“A meal that can be ready before things get any worse.”
Everybody has a killer mac & cheese recipe that they want to brag about. I get it. I really do. Y’all are grating 100 cheeses, and blending silky-smooth roux, and sprinkling everything lavishly with breadcrumbs. Your mac & cheese is second to none. You are the comfort food champion…
Now that we’ve established your superiority in all things cheesy, let’s be real. Some days you work 14 hours. Some days there’s a sinkful of dirty dishes. Some days the kids are about to mutiny. This reality demands a different kind of comfort food: the kind that comes in a cardboard box and only needs a little butter and a splash of milk–a meal that can be ready before things get any worse. There are a million brands of boxed mac & cheese, but it was Kraft that invented the category, so let’s talk about how they took a labor-intensive culinary classic and transformed it into a meal for tough times.
The story of boxed mac & cheese really begins with the cheese. Or maybe we should say “cheese,” because the cheese in a box of mac & cheese is not quite the same as the cheese in your fridge. Cheese itself is an innovation. It takes highly perishable milk and turns it into something that can be consumed at a later date. But as most of us know, cheese still goes bad, and not always in the blue-cheese-is-delicious kind of way. In 1911, two Swiss cheese fellows named Fritz Stettler and Walter Gerber were working on just this problem. They found that by heating shredded cheese and adding sodium citrate, they were left with a smooth cheese product that did not spoil. The first processed cheese had arrived. Huzzah!

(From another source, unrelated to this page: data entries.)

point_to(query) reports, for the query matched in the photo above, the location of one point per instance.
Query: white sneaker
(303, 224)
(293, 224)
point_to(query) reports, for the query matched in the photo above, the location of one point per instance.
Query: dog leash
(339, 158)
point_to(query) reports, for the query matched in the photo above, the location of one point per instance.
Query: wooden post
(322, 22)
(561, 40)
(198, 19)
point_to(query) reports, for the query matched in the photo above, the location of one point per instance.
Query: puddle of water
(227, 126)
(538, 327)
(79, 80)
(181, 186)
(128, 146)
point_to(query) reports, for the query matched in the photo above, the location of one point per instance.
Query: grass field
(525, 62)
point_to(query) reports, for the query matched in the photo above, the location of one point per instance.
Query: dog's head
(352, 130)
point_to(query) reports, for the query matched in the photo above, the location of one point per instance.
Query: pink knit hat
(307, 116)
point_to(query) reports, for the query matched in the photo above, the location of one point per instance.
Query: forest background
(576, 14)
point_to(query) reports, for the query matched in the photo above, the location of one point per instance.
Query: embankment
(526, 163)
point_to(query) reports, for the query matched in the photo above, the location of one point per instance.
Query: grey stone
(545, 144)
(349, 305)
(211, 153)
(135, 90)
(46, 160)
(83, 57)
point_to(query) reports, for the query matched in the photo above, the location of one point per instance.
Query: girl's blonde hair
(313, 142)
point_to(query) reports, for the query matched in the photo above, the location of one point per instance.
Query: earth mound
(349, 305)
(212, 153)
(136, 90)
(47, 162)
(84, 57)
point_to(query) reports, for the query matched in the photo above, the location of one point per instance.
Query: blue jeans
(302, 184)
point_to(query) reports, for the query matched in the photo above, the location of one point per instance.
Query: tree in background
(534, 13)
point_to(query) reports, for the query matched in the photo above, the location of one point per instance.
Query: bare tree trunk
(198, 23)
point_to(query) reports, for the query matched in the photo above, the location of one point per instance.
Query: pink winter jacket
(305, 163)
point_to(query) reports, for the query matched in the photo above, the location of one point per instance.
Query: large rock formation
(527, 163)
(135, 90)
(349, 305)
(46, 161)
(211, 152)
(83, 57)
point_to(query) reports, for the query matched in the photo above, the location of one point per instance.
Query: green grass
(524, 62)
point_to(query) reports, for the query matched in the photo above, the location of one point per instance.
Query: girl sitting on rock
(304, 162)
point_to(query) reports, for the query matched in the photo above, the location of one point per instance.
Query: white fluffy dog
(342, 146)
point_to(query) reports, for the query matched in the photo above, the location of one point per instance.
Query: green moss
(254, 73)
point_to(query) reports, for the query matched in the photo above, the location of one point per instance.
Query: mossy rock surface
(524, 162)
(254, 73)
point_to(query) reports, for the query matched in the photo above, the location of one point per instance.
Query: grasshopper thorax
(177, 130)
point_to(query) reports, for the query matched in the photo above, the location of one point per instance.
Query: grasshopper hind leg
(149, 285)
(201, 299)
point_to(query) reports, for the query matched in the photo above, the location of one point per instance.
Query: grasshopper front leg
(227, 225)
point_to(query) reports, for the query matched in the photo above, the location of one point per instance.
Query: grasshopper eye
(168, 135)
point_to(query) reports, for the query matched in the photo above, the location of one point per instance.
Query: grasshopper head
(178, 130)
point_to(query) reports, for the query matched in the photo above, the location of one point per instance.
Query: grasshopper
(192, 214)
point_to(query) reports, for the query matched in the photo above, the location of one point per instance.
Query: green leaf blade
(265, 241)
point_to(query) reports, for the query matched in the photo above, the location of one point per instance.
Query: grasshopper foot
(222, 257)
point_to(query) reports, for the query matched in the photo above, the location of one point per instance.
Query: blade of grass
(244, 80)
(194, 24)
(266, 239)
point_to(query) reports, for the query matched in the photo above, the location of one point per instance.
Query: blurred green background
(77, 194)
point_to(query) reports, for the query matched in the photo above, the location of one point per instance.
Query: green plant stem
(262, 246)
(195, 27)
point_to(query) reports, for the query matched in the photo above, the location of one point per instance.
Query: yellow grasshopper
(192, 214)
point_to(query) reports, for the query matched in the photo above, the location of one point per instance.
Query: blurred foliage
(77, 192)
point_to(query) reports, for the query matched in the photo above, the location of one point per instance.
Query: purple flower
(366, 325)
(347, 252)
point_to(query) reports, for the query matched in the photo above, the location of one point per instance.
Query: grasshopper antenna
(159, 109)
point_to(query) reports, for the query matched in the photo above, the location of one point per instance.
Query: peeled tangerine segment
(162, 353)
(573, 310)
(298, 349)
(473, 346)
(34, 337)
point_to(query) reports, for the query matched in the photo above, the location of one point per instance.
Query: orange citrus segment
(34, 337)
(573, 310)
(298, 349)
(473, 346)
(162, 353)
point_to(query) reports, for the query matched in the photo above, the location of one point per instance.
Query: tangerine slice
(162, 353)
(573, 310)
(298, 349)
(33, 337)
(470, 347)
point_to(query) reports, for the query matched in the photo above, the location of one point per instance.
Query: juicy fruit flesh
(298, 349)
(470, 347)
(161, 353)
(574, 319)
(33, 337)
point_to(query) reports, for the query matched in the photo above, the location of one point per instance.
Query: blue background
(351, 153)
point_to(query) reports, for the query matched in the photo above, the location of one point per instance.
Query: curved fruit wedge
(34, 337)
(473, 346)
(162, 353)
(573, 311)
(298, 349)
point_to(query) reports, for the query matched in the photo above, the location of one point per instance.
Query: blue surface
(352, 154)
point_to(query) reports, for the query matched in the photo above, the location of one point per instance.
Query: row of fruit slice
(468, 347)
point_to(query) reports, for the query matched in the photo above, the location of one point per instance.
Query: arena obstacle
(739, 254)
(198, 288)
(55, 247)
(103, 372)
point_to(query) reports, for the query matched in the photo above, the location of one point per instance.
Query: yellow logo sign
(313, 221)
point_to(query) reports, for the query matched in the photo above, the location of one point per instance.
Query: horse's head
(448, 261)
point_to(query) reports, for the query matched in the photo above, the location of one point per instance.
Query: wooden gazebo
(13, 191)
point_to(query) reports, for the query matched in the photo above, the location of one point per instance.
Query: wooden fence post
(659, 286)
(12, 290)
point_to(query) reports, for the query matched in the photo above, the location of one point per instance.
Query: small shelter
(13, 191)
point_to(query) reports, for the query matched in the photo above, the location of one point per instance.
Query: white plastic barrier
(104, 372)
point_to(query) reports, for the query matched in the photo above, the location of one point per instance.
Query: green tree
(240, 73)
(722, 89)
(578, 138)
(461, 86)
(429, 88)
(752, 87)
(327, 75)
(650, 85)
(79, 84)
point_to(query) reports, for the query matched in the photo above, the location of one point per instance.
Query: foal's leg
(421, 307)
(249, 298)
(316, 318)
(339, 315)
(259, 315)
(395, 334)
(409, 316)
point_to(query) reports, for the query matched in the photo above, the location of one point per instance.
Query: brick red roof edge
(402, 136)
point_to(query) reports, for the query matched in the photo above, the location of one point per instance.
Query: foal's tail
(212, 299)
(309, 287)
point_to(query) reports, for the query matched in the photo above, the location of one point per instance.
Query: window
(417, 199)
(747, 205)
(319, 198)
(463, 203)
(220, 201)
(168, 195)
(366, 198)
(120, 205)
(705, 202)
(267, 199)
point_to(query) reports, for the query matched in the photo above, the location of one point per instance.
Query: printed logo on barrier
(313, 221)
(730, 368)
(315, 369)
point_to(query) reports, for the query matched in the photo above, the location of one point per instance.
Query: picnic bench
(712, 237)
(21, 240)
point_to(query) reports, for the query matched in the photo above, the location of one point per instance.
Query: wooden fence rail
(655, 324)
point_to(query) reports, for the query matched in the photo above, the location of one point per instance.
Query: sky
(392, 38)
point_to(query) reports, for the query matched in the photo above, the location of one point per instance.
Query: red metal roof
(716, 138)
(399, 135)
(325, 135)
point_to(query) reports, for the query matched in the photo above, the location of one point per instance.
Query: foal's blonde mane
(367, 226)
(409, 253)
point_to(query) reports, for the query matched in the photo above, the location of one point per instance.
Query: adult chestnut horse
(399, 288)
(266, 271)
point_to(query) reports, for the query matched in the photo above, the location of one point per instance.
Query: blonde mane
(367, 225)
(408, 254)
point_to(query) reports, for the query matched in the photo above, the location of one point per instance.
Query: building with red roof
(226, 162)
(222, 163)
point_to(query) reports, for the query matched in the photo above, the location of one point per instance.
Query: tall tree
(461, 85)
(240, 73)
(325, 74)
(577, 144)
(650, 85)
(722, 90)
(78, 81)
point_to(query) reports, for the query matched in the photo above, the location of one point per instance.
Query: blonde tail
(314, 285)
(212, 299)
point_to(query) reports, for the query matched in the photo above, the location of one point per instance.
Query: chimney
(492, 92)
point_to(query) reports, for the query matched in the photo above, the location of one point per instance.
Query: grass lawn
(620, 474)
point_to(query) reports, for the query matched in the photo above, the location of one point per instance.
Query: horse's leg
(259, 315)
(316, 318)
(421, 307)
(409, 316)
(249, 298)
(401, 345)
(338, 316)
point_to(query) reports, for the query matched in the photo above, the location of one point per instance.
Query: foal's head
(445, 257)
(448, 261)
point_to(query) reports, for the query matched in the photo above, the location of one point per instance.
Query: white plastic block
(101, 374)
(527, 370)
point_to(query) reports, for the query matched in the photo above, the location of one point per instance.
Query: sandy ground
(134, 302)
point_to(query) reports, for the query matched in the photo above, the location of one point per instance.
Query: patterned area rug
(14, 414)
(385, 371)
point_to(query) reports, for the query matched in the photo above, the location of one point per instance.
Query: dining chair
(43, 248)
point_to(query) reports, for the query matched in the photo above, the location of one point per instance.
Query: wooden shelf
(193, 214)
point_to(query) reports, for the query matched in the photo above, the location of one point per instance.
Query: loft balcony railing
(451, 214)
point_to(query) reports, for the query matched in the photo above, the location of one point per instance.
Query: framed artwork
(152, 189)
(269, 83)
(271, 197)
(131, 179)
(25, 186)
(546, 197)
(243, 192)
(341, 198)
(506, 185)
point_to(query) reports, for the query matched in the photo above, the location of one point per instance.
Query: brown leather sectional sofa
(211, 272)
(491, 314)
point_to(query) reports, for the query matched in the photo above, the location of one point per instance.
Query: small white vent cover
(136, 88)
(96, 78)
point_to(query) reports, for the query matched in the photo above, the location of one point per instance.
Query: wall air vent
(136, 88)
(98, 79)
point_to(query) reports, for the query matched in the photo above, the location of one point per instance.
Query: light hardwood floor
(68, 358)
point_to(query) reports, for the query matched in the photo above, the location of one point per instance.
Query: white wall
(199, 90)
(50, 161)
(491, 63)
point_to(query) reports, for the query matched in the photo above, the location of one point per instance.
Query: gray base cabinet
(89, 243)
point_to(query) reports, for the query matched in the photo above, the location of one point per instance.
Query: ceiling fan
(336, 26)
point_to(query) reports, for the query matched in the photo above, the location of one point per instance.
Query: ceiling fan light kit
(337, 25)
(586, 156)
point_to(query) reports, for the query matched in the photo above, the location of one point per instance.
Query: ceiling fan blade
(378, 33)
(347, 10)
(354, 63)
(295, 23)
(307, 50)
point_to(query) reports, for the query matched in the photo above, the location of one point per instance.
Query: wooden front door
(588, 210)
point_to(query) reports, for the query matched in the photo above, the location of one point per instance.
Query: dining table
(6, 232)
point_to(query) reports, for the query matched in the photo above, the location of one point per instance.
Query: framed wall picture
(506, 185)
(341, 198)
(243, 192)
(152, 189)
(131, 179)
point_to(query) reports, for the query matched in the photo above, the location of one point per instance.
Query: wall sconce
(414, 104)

Meanwhile, in the USA, James L. Kraft was making a solid living as a cheese distributor. In 1914, he opened his own cheese factory. By 1916, he had secured the first patent for a method of making processed cheese. Not only would this new cheese-food stay fresh, it was also incredibly cheap to make, since it used scraps of fresh cheese that would otherwise be trash. It was a big couple of years for Mr. Kraft, but he was just getting started. In 1917, the United Stated joined the first World War. The troops needed to eat, and the United States Army treated them to 6 million pounds of Kraft’s processed cheese. (Soldiers were supposed to eat 4000 calories a day, so they obviously needed plenty of cheese.)
Never one to rest on his war-time laurels, Kraft continued his experimentation, eventually developing a powdered cheese product. By 1937, the company launched its shelf-stable macaroni & cheese. In one box, you got plenty of macaroni noodles, a pouch of powdered cheese-food, and instructions for making the fastest mac & cheese ever. It was a major achievement that came at the perfect time. The Great Depression was still weighing on the country, folks didn’t have much money, and a meal that could feed a family for 19 cents was pretty irresistible.
In a few short years, WWII began, and with it came new challenges. First, meat and dairy were rationed. That meant that you probably weren’t gonna have what you wanted for dinner. And by the way…who was going to cook that dinner? Many women homemakers had joined the war effort and were working long hours. That meant that quick and easy meals (without meat and dairy) were essential. You could get 2 boxes of Kraft Mac & Cheese for one ration stamp, and it took just 10 minutes to prepare. Life just kept throwing us problems and Kraft Mac & Cheese just kept solving them.
You can follow the story of this handy mac & cheese up through the present day just by looking at the taglines of their ads. They tell of financial hardship (“Eat well in spite of it all.”), a crunch on time (“You are a cool 10 minutes away from a hot meal.”), and picky children (“You know they’re going to like it.”) These issues resurface again and again, meaning that there is always a good reason to buy a box of mac & cheese.
It turns out that if you develop a food that lasts forever, is super cheap, and tastes pretty good, you can earn a spot in the hearts and shopping carts of pretty much everybody…even if they CAN make a much better version from scratch.